Young Dolph singles chronology
| "Sunshine" (2020) | "RNB" (2020) | "Blue Diamonds" (2020) |

Megan Thee Stallion singles chronology
| "Savage (Remix)" (2020) | "RNB" (2020) | "Girls in the Hood" (2020) |

= RNB (song) =

2020 single by Young Dolph

"RNB" is a song by American rapper Young Dolph featuring fellow American rapper-songwriter Megan Thee Stallion, released on May 29, 2020, as the lead single from Dolph's fifth solo studio album, Rich Slave.
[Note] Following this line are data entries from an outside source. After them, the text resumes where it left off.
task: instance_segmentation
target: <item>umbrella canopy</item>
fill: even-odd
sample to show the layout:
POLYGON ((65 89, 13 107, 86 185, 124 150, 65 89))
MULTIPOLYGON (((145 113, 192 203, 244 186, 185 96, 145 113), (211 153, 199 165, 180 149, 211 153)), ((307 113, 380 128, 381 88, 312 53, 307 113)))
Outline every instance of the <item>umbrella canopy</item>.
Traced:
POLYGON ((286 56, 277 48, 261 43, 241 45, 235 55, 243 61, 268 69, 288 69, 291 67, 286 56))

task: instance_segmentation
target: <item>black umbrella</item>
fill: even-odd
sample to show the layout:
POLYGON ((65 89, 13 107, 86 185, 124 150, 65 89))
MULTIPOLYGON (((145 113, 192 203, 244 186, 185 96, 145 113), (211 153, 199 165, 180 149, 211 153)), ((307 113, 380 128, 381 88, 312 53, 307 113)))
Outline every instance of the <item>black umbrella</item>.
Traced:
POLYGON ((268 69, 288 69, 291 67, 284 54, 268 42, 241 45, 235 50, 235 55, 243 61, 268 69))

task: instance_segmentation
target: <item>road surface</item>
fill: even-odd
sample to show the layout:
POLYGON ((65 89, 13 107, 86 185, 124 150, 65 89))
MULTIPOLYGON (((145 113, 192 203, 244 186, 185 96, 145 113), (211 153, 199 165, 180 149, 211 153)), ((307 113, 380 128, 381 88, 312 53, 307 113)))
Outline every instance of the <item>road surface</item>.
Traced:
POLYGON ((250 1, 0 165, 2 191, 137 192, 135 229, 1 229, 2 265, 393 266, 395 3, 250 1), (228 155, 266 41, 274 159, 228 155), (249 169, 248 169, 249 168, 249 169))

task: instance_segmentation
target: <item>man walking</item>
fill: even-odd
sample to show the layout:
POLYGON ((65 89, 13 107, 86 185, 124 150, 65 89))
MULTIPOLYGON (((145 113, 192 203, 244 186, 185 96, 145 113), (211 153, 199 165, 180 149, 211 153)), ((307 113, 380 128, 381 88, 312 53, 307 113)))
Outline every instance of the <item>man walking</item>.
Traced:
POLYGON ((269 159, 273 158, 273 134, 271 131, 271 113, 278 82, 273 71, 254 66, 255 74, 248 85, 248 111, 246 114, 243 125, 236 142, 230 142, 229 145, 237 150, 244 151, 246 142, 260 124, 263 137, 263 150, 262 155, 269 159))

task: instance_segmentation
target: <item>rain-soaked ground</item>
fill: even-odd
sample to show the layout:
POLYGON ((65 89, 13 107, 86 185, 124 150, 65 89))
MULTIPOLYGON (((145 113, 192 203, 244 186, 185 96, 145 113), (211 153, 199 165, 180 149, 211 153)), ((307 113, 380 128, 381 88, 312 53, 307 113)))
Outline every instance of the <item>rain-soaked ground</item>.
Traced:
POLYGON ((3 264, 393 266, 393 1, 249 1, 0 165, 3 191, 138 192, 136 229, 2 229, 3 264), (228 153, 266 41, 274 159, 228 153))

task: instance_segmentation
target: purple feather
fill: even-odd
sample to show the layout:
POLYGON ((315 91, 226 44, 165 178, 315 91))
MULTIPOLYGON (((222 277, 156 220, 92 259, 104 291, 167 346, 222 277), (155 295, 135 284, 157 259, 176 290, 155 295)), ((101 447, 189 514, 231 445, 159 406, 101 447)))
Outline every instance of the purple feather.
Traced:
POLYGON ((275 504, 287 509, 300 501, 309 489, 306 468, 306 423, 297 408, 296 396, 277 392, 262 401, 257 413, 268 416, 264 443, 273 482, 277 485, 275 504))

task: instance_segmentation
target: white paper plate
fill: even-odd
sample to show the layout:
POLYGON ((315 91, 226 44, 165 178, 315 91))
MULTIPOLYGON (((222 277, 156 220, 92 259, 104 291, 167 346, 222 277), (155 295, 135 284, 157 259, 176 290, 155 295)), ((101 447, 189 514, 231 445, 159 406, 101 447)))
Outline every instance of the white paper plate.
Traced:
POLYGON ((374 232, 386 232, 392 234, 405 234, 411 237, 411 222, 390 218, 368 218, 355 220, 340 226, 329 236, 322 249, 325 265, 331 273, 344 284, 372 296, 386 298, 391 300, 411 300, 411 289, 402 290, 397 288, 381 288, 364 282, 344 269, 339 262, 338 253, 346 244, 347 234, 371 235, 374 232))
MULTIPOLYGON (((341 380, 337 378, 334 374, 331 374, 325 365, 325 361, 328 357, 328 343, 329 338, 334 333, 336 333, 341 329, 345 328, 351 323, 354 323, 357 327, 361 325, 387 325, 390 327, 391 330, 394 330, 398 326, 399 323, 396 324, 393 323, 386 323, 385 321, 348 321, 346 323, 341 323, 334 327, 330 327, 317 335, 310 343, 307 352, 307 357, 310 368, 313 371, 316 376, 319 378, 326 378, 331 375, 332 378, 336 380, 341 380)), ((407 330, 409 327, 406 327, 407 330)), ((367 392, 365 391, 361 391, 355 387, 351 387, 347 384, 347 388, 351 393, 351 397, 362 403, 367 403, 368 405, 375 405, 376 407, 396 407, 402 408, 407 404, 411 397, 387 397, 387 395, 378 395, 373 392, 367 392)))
The song was produced by Juicy J and Sosa 808.

==Background==
In March 2020, Young Dolph announced his retirement from music, citing wanting to spend time with family as the reason. However, he later backtracked on his statement, announcing that he was going to put out an album on March 20 that month. Although the album was not released that night, he released the single "Sunshine" a month later, and released "RNB" in May 2020. The album was later released on August 14, 2020, under the title Rich Slave.

==Critical reception==
Wongo Okon of Uproxx complimented the track's "Southern magic" and "crisp one-liners".

==Charts==

Chart performance for "RNB"
| Chart (2020) | Peak position |
|---|---|
| US Bubbling Under Hot 100 (Billboard) | 1 |
| US Hot R&B/Hip-Hop Songs (Billboard) | 46 |
| US Rhythmic Airplay (Billboard) | 17 |

==Certification==

| Region | Certification | Certified units/sales |
| United States (RIAA) | Gold | 500,000^{‡} |
^{‡} Sales+streaming figures based on certification alone.